Over the past fifteen years, chances are you’ve heard Catie Curtis and never even known it. Her music has appeared on a slew of TV shows — Dawson’s Creek, Grey’s Anatomy, and the like. She also performed at President Obama’s inauguration in 2009, although her performance didn’t quite generate the same kind of buzz as Bruce Springsteen’s. Curtis’s music is appropriately unassuming for the type of career she’s had: pleasant, pretty, a little gritty, a little world-weary, like a female answer to guys like Ryan Adams and Ray LaMontagne.
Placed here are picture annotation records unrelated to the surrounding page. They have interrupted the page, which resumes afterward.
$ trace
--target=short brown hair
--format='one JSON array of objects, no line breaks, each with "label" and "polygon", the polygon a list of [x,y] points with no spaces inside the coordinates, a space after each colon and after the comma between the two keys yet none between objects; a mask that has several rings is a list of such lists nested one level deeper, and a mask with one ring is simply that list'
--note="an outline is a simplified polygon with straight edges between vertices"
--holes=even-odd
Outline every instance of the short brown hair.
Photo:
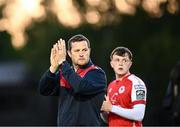
[{"label": "short brown hair", "polygon": [[69,40],[68,40],[68,50],[70,51],[72,48],[72,43],[76,42],[76,41],[86,41],[88,47],[90,48],[90,42],[89,40],[82,34],[77,34],[72,36]]},{"label": "short brown hair", "polygon": [[125,56],[126,53],[128,54],[129,59],[132,61],[132,59],[133,59],[133,54],[132,54],[132,52],[131,52],[128,48],[126,48],[126,47],[116,47],[116,48],[111,52],[110,59],[112,60],[113,55]]}]

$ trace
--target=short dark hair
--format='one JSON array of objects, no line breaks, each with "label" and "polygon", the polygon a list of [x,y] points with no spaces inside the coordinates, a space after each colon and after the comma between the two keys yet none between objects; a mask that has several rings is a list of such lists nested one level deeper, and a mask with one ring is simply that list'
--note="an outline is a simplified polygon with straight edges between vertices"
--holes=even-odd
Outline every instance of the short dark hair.
[{"label": "short dark hair", "polygon": [[132,61],[132,59],[133,59],[133,54],[132,54],[132,52],[131,52],[128,48],[126,48],[126,47],[117,47],[117,48],[115,48],[115,49],[111,52],[110,59],[112,60],[113,55],[125,56],[126,53],[128,54],[129,59]]},{"label": "short dark hair", "polygon": [[70,51],[72,48],[72,43],[76,42],[76,41],[86,41],[88,47],[90,48],[90,42],[89,40],[82,34],[77,34],[72,36],[69,40],[68,40],[68,50]]}]

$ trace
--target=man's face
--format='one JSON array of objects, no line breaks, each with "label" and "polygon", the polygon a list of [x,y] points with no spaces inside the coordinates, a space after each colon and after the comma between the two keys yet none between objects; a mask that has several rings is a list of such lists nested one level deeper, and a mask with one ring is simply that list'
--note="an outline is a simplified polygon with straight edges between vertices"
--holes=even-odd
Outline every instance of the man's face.
[{"label": "man's face", "polygon": [[114,54],[110,64],[115,74],[122,77],[129,73],[132,61],[129,59],[127,53],[124,56]]},{"label": "man's face", "polygon": [[71,51],[68,52],[74,65],[83,66],[89,62],[90,48],[86,41],[77,41],[72,43]]}]

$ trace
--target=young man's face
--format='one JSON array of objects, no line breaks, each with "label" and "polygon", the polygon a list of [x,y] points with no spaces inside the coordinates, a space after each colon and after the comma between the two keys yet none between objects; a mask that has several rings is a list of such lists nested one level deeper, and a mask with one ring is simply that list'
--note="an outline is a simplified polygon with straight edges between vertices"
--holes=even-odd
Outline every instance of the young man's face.
[{"label": "young man's face", "polygon": [[71,47],[71,51],[68,54],[74,65],[83,66],[89,62],[90,48],[86,41],[73,42]]},{"label": "young man's face", "polygon": [[118,77],[123,77],[129,73],[129,69],[132,65],[132,61],[129,59],[128,54],[124,56],[113,55],[111,60],[111,67]]}]

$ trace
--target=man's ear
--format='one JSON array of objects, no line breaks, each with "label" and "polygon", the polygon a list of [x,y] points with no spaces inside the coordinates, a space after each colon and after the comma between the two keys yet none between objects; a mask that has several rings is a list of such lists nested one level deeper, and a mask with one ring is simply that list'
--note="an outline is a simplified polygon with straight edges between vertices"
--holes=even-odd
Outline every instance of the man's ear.
[{"label": "man's ear", "polygon": [[111,65],[112,68],[114,67],[112,61],[110,61],[110,65]]},{"label": "man's ear", "polygon": [[68,50],[68,55],[69,55],[69,57],[71,58],[71,52]]}]

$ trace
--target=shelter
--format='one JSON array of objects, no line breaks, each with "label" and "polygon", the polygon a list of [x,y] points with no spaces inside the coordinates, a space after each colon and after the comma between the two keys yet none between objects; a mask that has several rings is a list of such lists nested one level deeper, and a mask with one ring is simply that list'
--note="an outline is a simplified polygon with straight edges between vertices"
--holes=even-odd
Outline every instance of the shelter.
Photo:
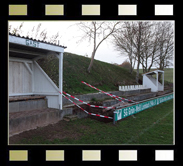
[{"label": "shelter", "polygon": [[[9,34],[9,96],[44,95],[48,108],[62,109],[64,48]],[[36,62],[50,53],[59,58],[59,87]]]},{"label": "shelter", "polygon": [[[159,73],[162,75],[162,83],[158,81]],[[153,75],[156,74],[156,78]],[[164,71],[163,70],[154,70],[143,75],[143,86],[151,88],[152,92],[164,91]]]}]

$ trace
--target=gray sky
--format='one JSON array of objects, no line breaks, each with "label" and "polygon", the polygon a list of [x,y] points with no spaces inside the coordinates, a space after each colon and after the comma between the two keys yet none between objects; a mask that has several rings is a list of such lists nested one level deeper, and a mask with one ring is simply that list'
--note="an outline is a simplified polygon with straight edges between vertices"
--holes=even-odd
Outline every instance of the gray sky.
[{"label": "gray sky", "polygon": [[[87,40],[78,43],[83,34],[75,25],[78,21],[9,21],[9,25],[19,27],[22,22],[24,22],[22,35],[25,36],[28,31],[32,30],[33,26],[37,27],[41,23],[41,30],[46,29],[48,35],[54,35],[59,32],[61,36],[59,44],[67,47],[65,52],[91,57],[92,43],[89,43]],[[107,63],[122,64],[127,59],[127,56],[121,56],[119,52],[115,51],[111,39],[108,38],[99,46],[95,59]]]}]

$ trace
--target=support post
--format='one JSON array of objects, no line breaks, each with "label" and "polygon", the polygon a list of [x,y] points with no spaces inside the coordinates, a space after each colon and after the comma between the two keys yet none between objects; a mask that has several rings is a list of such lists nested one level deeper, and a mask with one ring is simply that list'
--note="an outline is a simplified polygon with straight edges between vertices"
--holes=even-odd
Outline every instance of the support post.
[{"label": "support post", "polygon": [[158,91],[158,72],[156,72],[156,86],[157,86],[157,91]]},{"label": "support post", "polygon": [[164,72],[162,74],[162,86],[163,86],[163,91],[164,91]]},{"label": "support post", "polygon": [[[59,53],[59,91],[62,93],[63,85],[63,53]],[[59,109],[62,110],[62,95],[59,93]]]},{"label": "support post", "polygon": [[114,116],[113,116],[113,124],[114,124],[114,125],[115,125],[115,114],[116,114],[116,113],[113,114],[113,115],[114,115]]}]

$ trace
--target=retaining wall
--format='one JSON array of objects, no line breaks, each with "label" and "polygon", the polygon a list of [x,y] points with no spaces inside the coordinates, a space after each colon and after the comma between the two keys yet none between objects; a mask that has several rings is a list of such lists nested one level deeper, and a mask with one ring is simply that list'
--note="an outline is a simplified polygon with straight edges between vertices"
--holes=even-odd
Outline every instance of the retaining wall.
[{"label": "retaining wall", "polygon": [[47,108],[47,99],[9,102],[9,112],[30,111]]},{"label": "retaining wall", "polygon": [[9,136],[57,123],[65,115],[73,114],[72,108],[64,110],[46,108],[40,110],[13,112],[9,115]]}]

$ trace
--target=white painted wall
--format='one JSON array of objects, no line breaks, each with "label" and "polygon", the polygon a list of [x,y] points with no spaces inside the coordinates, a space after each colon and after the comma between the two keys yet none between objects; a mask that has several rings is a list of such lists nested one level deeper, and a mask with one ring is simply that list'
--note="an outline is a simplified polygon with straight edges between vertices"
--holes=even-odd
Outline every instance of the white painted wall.
[{"label": "white painted wall", "polygon": [[[31,64],[27,63],[31,68]],[[9,94],[31,93],[32,75],[23,62],[9,62]]]},{"label": "white painted wall", "polygon": [[60,97],[59,88],[37,62],[10,58],[9,96],[19,95],[45,95],[49,108],[62,109],[60,108],[62,97]]},{"label": "white painted wall", "polygon": [[34,91],[35,94],[46,95],[49,108],[59,109],[59,89],[43,69],[34,61]]}]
On her new album, Stretch Limousine on Fire, Adams may be the closest analog, since Curtis deals in Adams’s proclivity for folk-country balladry and confessional songwriting. But like much of Adams’s work, Stretch Limousine on Fire doesn’t always land. The overriding premise here is the life you get to enjoy after the long road. The newly-married Curtis justifiably sings a lot about being married, with songs called “I Do” and “Wedding Band”. But as everyone knows, it’s a lot harder to write about being happy than it is to write about being sad or angry or alone, especially when marriage comes into the picture. For instance, Springsteen’s immediate post-marriage output, Lucky Town and Human Touch, is inarguably the weakest work of his 40-year career. Likewise, despite Curtis’ affability and fine voice, many of her ideas fall flat here.
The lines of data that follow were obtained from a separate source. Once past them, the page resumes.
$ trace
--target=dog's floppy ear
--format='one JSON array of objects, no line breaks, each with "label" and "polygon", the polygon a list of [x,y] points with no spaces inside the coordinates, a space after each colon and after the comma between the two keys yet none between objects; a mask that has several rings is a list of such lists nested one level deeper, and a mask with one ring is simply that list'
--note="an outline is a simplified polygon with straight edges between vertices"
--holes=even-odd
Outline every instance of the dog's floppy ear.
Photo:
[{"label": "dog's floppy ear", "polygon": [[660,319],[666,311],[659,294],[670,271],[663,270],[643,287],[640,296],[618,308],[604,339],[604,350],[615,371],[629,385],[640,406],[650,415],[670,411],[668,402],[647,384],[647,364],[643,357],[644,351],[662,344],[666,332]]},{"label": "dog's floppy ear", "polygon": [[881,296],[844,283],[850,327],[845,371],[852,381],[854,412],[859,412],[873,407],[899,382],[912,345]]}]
The result is an album that is by no means bad — just kind of dull, with hills and dips instead of peaks and valleys. Album opener “Let It Last” has the most fruitful perspective on living the good life: “I know it can’t last / But let it last a little longer.” The song probably hews closest to the kind of song you wish Curtis had filled the album with. It’s bittersweet, nuanced, and heartfelt, with a message that’s grown up and a little complicated. That kind of subtlety gets lost in Curtis’s wedding songs, which maintain that “looks like we made it” feeling but ditch the tension and keen observation.
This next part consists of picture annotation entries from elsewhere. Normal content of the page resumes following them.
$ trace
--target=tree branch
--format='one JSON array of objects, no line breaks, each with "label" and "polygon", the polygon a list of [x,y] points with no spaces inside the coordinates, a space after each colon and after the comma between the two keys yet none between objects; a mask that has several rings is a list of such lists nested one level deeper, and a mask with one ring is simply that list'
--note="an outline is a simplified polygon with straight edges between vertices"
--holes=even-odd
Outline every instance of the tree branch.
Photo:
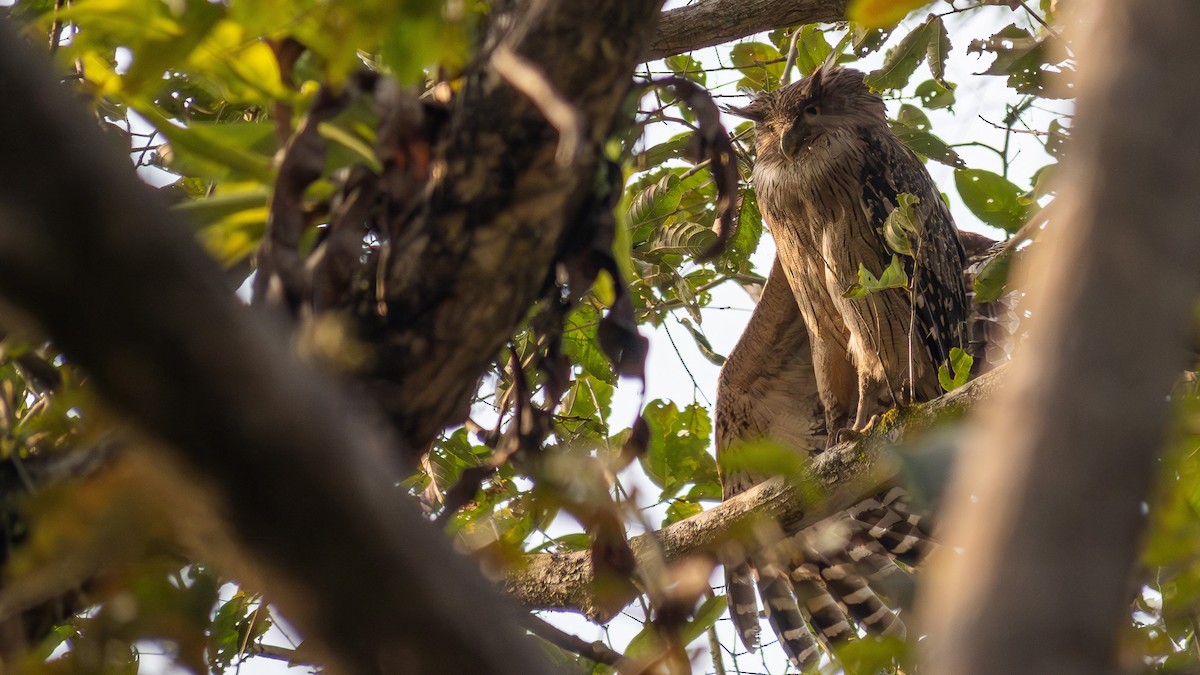
[{"label": "tree branch", "polygon": [[[1007,368],[996,369],[940,399],[904,411],[889,426],[816,455],[800,484],[817,485],[820,490],[797,490],[782,478],[774,478],[686,520],[634,537],[630,545],[640,563],[660,555],[659,551],[671,562],[697,552],[715,552],[730,532],[751,519],[772,519],[786,531],[815,525],[895,479],[900,462],[893,455],[894,446],[990,396],[1006,371]],[[503,585],[527,607],[578,611],[602,623],[620,608],[605,605],[606,610],[595,602],[592,575],[589,551],[538,554],[510,572]],[[626,598],[626,603],[632,599]],[[611,602],[607,596],[606,602]]]},{"label": "tree branch", "polygon": [[[1188,365],[1200,277],[1190,0],[1080,5],[1079,115],[1034,325],[972,434],[919,607],[929,673],[1118,673],[1141,510]],[[1136,120],[1136,124],[1129,124]],[[948,549],[949,546],[947,546]]]},{"label": "tree branch", "polygon": [[[542,95],[515,89],[494,59],[468,78],[427,215],[391,243],[388,335],[368,378],[414,449],[467,416],[479,378],[553,279],[565,235],[590,222],[601,148],[661,0],[520,5],[511,22],[492,22],[515,28],[491,35],[485,50],[538,72]],[[547,96],[571,110],[565,127],[583,129],[556,130],[541,109]],[[580,144],[569,157],[560,132]]]},{"label": "tree branch", "polygon": [[842,20],[848,4],[850,0],[701,0],[662,12],[642,59],[664,59],[781,26]]}]

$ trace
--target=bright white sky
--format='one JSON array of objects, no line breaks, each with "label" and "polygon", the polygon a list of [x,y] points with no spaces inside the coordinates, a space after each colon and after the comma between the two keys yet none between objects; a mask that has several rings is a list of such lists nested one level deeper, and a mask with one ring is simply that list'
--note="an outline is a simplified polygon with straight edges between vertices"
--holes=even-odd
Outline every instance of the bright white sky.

Curtis smartly focuses pretty heavily on that idea of transience throughout the album, putting little chestnuts like “There ain’t a thing under the sun that will not shake” and “Finally we are meant to go / Across the river wide / Someday I’ll fly to the other side” at the centers of many of her songs. But the effectiveness of lines like these is tempered by some tired clunkers: “Shadowbird” is full of them, especially “The beautiful late afternoon horizon glows”, and the title line of “Highway del Sol” is just hard to spit out. The worst offender might be the forced “worry/hurry” rhyme in “Another Day on Earth”. This kind of music is wordy stuff, and if the tunes are a little ho-hum, the words need to be whip-smart to compensate.

Stretch Limousine on Fire fits into a long timeline of contemporary folk-rock — this is Curtis’s eleventh album, and she’s got Lisa Loeb and Mary Chapin Carpenter singing backup — and if you dig any of the people involved, chances are you’ll get something out of the album. It’s just a bummer that there’s not more to recommend it past its pedigree. It’s an album from the heart, and Curtis certainly has plenty of heart to spare, don’t be surprised if you’re halfway through and you forget what the last song was.